The global uniqueness and $C^1$-regularity of geodesics in expanding impulsive gravitational waves
Jiri Podolsky, Clemens Sämann, Roland Steinbauer, Robert Svarc
TL;DR
This work establishes the existence and global uniqueness of $C^1$-geodesics for expanding impulsive gravitational waves in backgrounds of constant curvature by employing the continuous metric form and Filippov solution theory. It proves that geodesics crossing the impulse are $C^1$-curves, thereby rigorously validating the $C^1$-matching procedure used to derive their explicit behavior, including refraction across the wave surface.

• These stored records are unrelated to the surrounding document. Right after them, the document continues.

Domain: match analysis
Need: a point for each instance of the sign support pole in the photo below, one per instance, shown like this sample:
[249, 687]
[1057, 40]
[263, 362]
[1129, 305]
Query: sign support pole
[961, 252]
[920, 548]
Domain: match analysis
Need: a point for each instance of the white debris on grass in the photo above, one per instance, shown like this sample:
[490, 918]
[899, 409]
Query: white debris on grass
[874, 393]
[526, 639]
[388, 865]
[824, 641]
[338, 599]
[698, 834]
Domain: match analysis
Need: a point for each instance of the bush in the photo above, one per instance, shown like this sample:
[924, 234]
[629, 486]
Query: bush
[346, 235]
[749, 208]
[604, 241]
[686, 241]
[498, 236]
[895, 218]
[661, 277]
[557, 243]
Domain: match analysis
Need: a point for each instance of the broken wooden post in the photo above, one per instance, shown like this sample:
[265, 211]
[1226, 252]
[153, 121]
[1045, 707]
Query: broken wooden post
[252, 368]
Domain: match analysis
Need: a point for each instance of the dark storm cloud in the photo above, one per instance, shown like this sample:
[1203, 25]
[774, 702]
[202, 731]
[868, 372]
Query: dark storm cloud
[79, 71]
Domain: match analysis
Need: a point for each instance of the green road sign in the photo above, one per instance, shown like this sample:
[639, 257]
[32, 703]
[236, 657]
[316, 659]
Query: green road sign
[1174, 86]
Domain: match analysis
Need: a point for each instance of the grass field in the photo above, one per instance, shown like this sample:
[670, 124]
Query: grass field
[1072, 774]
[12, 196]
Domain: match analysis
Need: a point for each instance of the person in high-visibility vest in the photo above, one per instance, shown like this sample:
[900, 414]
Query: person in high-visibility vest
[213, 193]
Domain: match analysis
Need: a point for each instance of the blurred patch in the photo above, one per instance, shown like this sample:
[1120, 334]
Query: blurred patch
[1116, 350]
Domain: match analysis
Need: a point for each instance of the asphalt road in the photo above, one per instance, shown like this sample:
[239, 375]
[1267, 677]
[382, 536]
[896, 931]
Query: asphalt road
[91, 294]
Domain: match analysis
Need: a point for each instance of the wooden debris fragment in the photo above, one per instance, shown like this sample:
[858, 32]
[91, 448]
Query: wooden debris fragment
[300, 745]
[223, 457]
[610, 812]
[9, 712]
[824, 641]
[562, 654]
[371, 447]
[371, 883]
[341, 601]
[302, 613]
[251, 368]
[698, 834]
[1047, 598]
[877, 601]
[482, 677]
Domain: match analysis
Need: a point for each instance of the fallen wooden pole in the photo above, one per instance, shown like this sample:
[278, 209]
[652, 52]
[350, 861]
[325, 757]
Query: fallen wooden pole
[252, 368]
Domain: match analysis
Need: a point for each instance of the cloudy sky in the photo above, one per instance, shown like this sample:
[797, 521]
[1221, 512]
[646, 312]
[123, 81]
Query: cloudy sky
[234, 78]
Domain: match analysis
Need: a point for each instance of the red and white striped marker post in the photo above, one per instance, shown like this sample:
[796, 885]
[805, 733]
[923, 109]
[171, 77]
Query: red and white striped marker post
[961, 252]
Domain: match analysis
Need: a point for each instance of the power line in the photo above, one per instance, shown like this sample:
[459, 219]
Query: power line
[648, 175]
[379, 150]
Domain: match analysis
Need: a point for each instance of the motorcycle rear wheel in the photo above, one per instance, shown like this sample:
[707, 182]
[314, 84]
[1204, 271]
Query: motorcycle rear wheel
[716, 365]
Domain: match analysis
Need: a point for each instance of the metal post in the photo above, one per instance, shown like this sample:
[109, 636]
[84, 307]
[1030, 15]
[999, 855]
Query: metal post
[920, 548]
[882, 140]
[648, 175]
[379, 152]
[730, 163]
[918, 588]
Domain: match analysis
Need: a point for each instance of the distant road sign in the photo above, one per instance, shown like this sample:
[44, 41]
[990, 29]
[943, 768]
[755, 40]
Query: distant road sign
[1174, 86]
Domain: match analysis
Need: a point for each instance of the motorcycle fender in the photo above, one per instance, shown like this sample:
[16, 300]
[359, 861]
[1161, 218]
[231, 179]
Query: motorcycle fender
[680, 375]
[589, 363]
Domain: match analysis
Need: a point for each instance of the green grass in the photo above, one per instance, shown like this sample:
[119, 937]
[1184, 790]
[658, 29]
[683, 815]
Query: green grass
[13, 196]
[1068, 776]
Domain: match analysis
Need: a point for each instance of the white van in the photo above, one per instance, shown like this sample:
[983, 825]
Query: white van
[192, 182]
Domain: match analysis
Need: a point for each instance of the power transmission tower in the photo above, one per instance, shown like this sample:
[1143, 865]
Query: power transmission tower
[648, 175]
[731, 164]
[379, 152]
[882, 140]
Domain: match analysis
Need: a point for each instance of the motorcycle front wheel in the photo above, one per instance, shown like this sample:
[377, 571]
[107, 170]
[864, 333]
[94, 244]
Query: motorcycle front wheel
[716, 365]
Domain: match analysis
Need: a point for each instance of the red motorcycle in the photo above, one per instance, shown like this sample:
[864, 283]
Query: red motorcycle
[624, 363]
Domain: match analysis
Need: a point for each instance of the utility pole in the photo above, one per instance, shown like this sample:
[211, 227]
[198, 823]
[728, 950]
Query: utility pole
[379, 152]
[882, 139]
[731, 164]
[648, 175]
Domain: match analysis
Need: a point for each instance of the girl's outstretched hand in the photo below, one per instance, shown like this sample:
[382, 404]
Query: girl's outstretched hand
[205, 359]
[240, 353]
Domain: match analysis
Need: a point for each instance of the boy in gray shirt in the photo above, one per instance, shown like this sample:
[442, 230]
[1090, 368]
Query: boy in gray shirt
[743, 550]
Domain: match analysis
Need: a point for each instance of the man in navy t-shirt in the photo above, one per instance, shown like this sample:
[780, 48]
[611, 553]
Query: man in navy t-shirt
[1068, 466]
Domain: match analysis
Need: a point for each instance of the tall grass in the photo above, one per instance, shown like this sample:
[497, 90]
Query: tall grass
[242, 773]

The authors derive explicit matching formulas that connect coordinates and velocities across the impulse via the generating function $h(Z)$, showing these refraction relations are independent of the curvature parameter $\epsilon$. The results provide a rigorous foundation for prior approaches and pave the way for linking continuous and distributional formulations and for deeper causality analyses in low-regularity Lorentzian geometries.
Abstract
We study geodesics in the complete family of expanding impulsive gravitational waves propagating in spaces of constant curvature, that is Minkowski, de Sitter and anti-de Sitter universes. Employing the continuous form of the metric we rigorously prove existence and global uniqueness of continuously differentiable geodesics (in the sense of Filippov) and study their interaction with the impulsive wave. Thereby we justify the "$C^1$-matching procedure" used in the literature to derive their explicit form.